Saturday, November 15, 2008

Females in Fernie

My partner in crime, Lee, and I took to the highways of Alberta on a Girls' Getaway road trip to her friend's place in Fernie, British Columbia. Some pretty varied scenery as we left the foothills of the Rockies to travel along the alluvial plains and then back into the Rockies in B.C. Lee loved seeing all the wind turbines happily churning away out there. Wouldn't Don Quixote be perplexed?

This is Frank's Slide, taken by me from the car as Lee's banana boat, I mean car, zipped by. In 1903 an entire Canadian Pacific Railway/ coal mining town was engulfed in a giant rockslide/avalanche. It's like an unexcavated Pompeii. Nearby is Head-Smashed-In Buffalo Jump, so you can see that Southern Alberta has some wild stuff happening. (To protect the innocent, no photo of the 6 of us descending on the Frank's Slide liquor store will be included.)
This is where the Females in Fernie weekend began, along the Elk River outside beautiful downtown Fernie British Columbia. Fernie is a unique and colorful town with a rich mining heritage. Fernie, now a world-class ski destination, was named after prospector, William Fernie. Reputedly, Fernie went back on his promise to marry the local Chief's daughter, so the Chief placed an Indian Curse on the town which was only lifted many years later after the smoking of a peace pipe. Fernie also had a reputation as The Whiskey Gap during Prohibition in the '20s and I believe the girls we are traveling with are doing their best to revive that rep. We're pretty colorful and unique ourselves.

This is the view outside the condo - a little misty along the Elk River. Weather is no concern though as Lee and I brought enough provisions for ourselves and perhaps a few elk just in case we have to hunker down in a snow storm.

But look! No snow up on the mountains yet, so we did what any reasonable people would do ... SHOP! Here are the co-eds-on-the-go in downtown. Me? I was sooo restrained..just a little something for my sister in New Zealand and some purely functional items from a really cool local potter and her cat, Princess Lilly.

And showing more self-control here, we ordered just a smidge of whipped cream on top of that low fat, part-skim, skinny, double foam la la , incredibly decadent mocha frappuccino. Then we joined up with the rest of the shopping divas who looked completely famished from hauling their bags over the mountainous, er hilly? well, completely flat but nonetheless arduous, terrain.

Here the hungry hikers found their way to a fusion cafe where what to our wondering eyes should appear but a beer named Thirsty Beaver! Thirsty Beaver? Why, YES..thanks for asking.

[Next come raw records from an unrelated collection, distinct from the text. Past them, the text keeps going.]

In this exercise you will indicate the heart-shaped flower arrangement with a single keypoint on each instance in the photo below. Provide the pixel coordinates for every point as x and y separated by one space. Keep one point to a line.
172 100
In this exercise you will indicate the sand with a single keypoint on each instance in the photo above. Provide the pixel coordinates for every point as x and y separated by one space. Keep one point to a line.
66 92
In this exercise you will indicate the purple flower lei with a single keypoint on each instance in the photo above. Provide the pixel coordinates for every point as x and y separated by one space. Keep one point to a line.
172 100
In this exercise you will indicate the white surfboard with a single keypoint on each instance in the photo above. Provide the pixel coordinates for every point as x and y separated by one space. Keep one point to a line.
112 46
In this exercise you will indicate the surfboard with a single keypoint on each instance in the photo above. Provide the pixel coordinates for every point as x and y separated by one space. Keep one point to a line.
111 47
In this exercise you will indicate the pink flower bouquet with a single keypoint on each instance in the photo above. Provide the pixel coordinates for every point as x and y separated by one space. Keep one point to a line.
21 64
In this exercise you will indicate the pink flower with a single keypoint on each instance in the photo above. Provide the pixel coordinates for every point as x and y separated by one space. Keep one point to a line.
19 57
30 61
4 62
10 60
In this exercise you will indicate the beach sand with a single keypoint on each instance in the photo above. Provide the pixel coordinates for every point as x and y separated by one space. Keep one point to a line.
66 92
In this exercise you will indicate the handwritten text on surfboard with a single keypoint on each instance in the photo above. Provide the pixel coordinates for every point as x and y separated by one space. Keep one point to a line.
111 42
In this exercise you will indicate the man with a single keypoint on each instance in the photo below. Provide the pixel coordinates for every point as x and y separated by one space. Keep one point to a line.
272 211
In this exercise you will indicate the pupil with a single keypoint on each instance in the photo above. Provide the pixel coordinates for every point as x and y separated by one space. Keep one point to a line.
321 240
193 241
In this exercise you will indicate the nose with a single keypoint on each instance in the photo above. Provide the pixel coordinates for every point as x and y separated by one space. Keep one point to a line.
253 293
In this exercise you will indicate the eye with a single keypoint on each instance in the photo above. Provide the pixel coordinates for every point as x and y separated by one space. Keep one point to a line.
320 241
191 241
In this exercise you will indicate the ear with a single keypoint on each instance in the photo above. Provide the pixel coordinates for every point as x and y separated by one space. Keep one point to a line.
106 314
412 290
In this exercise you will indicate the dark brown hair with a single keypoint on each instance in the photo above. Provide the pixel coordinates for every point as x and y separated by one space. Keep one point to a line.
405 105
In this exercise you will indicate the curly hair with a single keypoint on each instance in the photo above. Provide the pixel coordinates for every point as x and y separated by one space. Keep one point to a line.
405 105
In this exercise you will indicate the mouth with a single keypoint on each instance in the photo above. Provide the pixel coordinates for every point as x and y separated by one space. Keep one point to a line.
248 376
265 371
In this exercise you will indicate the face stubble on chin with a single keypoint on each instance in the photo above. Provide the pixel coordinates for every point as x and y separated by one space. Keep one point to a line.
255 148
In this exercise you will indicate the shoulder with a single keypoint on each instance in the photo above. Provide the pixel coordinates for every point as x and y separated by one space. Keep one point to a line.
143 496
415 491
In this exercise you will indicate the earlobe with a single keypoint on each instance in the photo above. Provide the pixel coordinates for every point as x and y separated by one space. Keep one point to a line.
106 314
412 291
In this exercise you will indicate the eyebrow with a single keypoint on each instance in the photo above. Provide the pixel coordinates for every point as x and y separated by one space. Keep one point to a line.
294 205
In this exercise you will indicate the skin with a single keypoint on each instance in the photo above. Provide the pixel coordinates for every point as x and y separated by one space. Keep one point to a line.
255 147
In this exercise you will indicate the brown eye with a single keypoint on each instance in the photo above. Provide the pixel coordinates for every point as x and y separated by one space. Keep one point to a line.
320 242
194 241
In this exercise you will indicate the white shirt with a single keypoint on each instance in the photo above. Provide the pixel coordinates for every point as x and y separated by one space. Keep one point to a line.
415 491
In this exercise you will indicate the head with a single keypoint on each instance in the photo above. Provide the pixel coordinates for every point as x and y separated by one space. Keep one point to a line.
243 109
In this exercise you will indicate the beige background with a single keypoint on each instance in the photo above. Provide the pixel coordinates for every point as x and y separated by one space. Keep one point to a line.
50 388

After slaking thirst and hunger, the now not-so-thirsty retreated back to the condo to be sure that our Frank's Slide adult beverage purchases didn't go to waste.

But look who got into the liquor cabinet while we were gone? Hillary's Baba Noir, who snuck into my overnight bag and who has been naughtily drinking his namesake, Black Sheep Ale! BaaBaa... slow down with that big bottle! Oh dear! BaBa has not heard of "everything in moderation." See? This is what happens to frat boys who party too hard, BaBa ... there's always a consequence to be paid. We shall not divulge what happened to any of the others nearby.
The condo appears so quiet from the outside. Don't worry girls, What happens in Fernie...stays in Fernie. (C &'ll have to come up!!)

1 comment:

Canadian Mum said...

Baaaad Baa Baa for drinking too much! AND Baaaad Jane for LETTING Baa Baa drink too much! I don't think is Maa Maa is going to let him sleep over with you anymore!